Crystal Beach Amusement Park
Crystal Beach was home to one of the world’s most famous dance halls: THE CRYSTAL BALLROOM. During it’s heyday, people would flock to the Crystal Ballroom just for the dancing, sometimes without bothering to check out the rest of the park.
The plans for the Crystal Ballroom were first approved in October of 1924, designed by Brantford, Ontario’s Schultz Brothers. Construction began in November of the same year, and was complete the following April. The Crystal Ballroom opened its doors on May 1st, 1925. In total, the hall cost $80,790 to build, although it was advertised as “The Quarter-Million Dollar” Hall.
The hall could hold 3000 dancers at one time, and it was often quite full.

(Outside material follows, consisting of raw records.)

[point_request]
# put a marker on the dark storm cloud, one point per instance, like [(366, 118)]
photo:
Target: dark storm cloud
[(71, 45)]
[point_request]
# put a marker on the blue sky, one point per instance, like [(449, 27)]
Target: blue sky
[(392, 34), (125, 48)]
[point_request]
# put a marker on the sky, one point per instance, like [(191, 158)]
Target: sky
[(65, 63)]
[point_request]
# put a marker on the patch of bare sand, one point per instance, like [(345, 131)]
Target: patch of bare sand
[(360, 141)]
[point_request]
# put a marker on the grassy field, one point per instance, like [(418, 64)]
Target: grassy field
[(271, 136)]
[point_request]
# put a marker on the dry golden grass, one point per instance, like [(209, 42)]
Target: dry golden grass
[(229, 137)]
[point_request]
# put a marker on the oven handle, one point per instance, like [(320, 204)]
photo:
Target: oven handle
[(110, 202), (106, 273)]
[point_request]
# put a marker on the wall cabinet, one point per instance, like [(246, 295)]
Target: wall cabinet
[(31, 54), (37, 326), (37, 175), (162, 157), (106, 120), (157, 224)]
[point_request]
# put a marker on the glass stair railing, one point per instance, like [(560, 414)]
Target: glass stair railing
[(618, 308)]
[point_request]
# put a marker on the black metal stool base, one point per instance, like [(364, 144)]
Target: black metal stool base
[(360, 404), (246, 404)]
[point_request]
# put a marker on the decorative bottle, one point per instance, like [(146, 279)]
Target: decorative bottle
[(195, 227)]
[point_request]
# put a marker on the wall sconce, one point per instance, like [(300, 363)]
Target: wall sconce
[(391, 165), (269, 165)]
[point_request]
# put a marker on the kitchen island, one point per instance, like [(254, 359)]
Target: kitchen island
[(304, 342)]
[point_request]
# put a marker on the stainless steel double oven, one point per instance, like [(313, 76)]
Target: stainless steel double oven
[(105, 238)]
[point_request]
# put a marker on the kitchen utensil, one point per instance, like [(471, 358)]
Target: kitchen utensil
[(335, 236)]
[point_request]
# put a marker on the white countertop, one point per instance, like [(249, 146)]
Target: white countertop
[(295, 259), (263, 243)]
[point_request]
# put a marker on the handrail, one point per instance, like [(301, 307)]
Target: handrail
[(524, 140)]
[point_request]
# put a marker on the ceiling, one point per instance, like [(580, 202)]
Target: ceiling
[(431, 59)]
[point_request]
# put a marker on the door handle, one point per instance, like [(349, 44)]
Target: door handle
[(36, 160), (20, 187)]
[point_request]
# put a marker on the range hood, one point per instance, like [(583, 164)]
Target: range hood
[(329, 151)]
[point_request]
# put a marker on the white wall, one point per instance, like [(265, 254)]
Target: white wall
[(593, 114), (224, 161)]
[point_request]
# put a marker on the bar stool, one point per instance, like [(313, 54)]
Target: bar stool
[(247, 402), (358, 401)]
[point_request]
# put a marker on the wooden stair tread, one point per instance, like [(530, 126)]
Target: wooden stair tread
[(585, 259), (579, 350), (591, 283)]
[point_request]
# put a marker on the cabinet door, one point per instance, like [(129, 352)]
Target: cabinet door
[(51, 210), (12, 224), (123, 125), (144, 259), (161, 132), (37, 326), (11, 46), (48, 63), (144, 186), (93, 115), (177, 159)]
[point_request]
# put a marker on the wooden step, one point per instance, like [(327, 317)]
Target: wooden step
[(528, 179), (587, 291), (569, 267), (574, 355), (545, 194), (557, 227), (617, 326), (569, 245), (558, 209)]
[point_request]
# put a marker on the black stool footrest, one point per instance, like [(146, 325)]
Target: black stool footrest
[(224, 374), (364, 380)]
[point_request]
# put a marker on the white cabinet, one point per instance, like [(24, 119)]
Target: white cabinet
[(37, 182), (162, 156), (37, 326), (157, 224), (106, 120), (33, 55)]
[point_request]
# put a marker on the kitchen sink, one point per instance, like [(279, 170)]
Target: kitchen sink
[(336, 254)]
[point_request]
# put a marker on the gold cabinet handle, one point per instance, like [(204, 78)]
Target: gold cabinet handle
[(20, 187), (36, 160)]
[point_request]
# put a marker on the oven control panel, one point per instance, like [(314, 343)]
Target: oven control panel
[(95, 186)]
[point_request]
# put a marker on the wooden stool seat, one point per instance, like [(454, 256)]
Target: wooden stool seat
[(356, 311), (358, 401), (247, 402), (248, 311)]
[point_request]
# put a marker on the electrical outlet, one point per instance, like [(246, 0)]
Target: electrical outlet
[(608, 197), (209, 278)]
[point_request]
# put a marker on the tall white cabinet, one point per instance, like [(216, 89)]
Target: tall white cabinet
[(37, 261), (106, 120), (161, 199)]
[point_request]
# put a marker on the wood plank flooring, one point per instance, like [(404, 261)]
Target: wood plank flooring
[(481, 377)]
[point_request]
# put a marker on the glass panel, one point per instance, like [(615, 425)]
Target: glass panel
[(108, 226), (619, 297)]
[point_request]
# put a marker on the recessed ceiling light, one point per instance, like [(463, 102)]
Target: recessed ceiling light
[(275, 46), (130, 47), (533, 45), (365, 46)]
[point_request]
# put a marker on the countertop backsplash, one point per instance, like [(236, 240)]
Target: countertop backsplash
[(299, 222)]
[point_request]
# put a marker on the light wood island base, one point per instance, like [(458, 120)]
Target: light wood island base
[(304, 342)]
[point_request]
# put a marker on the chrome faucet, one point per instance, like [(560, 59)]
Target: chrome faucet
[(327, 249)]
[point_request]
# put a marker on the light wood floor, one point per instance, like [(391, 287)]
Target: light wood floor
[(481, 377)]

Musicians and Orchestras performed on a stage built directly in the center of the hall so that the music would sound out to all corners. A huge mirrorball dangled from the ceiling above the stage to add some glitz.
In later years, the stage was move to one end of the floor, and a modern audio system was installed.
In the later 1970’s the hall was converted into the ‘Big Top’ Restaurant, but was converted back into a dance hall in the year 1984.
The Comet Rollercoaster was officially open for business in 1948. The famous wooden coaster was constructed with a large chunk of materials from “the Cyclone”, another famous coaster from Crystal Beach. The Comet is arguably the most popular attraction from the Crystal Beach Amusement Park.
Designer Herb Schmeck (who had much to do with the revitalization of the Cyclone years prior) created the Comet as part of three coaster series. The Hersheypark “Comet” (1946) and the San Antonio “Rocket”(1947) each share similar track design and features as the Crystal Beach Comet.
Most thrill seekers that road the Comet would tell you that the best part was climbing that first 96 foot hill while gazing down on the lake water. Right as you began to descend, you could look up and get a great view of the Buffalo Skyline accross the lake. In the year 1985, the park actually modified the trains of the Comet, splitting them in half, so that one could ride facing backwards or forwards. This really made it 2 rides in one!
The Crystal Beach Comet used three 4-car, 3-bench trains. Designed in the ‘double out & back’ style, 29 metres high, with a drop of 27 metres, 1280 metres long. These strong measurements made it the longest in the Schmeck Comet Series. Originally, the trains inluded windscreens on the front cars and bars on the the sides of the seats to aid riders in entering and exiting the cars. The ride open on May 22, 1948. When the Crystal Beach Amusement Park Closed, the Comet was sold for $210,000 and moved to the Albany area park ‘the Great Escape”.
In 1975, the Smithsonian Institute rated the Comet in it’s top 10 coasters in the world.